La connaissance du parasitisme présent en jardins amateurs est également indispensable pour appréhender l’identité, la répartition, la fréquence et l’importance des organismes nuisibles du jardin pour une meilleure mise en place des stratégies de protection intégrée. Outre l’élaboration d’un « guide d’épidémiosurveillance », la SNHF va renforcer ses actions en compagnie de ses partenaires[4] pour aboutir à une couverture de l’ensemble du territoire national. Rappelons que la protection intégrée, après les réglementations d’interdiction visera à limiter les dégâts en deçà d’un seuil de nuisibilité et / ou de nuisances acceptable en utilisant de façon conjointe toutes les méthodes alternatives disponibles.
Un jardin bio-diversifié
Au jardin, il faut tout d’abord défavoriser l’installation des bioagresseurs en achetant des semences et plants reconnus sains au départ par des schémas de certification et en privilégiant certaines pratiques culturales.
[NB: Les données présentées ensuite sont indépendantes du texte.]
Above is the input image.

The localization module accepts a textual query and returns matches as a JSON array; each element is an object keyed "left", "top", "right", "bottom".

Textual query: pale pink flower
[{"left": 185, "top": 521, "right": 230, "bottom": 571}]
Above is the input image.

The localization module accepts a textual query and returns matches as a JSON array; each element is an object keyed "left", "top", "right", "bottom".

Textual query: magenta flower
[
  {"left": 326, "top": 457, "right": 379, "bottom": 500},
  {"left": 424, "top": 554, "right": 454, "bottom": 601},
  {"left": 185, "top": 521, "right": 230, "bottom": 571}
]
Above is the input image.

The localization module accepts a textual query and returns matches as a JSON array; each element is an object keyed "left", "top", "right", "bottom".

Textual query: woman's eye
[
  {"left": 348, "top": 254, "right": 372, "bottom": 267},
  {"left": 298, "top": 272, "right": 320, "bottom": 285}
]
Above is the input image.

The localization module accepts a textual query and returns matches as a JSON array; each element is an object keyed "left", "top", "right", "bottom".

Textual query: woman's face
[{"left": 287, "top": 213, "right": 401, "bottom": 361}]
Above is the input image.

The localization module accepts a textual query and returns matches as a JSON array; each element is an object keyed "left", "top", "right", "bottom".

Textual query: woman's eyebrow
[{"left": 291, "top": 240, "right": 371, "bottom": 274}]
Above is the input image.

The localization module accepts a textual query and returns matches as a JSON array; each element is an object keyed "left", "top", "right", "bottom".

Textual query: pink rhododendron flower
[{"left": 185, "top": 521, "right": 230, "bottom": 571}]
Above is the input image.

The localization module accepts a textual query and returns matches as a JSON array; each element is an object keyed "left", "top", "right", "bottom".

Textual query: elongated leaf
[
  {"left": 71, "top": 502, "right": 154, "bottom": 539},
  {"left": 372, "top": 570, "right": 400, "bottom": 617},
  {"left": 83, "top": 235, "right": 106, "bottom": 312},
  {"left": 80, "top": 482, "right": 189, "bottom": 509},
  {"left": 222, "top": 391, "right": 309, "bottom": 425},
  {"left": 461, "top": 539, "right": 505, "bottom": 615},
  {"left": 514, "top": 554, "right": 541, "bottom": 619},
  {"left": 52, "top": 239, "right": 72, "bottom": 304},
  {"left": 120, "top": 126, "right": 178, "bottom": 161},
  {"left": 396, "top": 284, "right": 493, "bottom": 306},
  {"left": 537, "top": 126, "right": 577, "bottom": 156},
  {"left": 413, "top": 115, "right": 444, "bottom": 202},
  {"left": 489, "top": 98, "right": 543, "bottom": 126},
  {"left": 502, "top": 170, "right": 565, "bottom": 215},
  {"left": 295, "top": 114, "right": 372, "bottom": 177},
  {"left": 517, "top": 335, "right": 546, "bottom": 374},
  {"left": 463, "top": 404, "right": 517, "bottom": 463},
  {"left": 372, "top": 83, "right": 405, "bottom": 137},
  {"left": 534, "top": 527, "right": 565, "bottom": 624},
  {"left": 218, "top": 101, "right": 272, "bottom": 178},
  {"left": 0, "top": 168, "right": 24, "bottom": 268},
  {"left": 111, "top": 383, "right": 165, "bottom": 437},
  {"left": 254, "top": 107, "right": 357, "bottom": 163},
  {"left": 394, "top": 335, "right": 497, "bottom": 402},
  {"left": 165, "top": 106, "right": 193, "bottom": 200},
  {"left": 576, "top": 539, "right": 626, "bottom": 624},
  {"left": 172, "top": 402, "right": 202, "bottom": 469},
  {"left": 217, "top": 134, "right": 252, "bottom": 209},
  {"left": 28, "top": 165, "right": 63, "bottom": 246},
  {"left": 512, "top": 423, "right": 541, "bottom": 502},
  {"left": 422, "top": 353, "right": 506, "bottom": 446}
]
Plus le jardin sera bio-diversifié, plus l’équilibre entre les utiles et les nuisibles s’établira facilement.
On peut faciliter la lutte biologique par conservation en aménageant de façon adéquate le jardin. La présence de haies arborées composites peuplées d’essences diversifiées qui constituent à la fois des sites d’hivernage, des zones de refuges et des sources de nourriture pour les auxiliaires (pollen, nectar, miellat, ou proies) est essentielle. Les noisetiers, chênes, sureaux, prunus, aubépines…sont particulièrement intéressants. Les bandes fleuries peuvent présenter des fonctions similaires, de même que la disposition des plantes cultivées en de nombreux poquets qui, par rapport à des planches cultivées mono-spécifiques, freine la propagation des organismes nuisibles tout en permettant une meilleure régulation par les auxiliaires présents sur la végétation environnant ces îlots de culture.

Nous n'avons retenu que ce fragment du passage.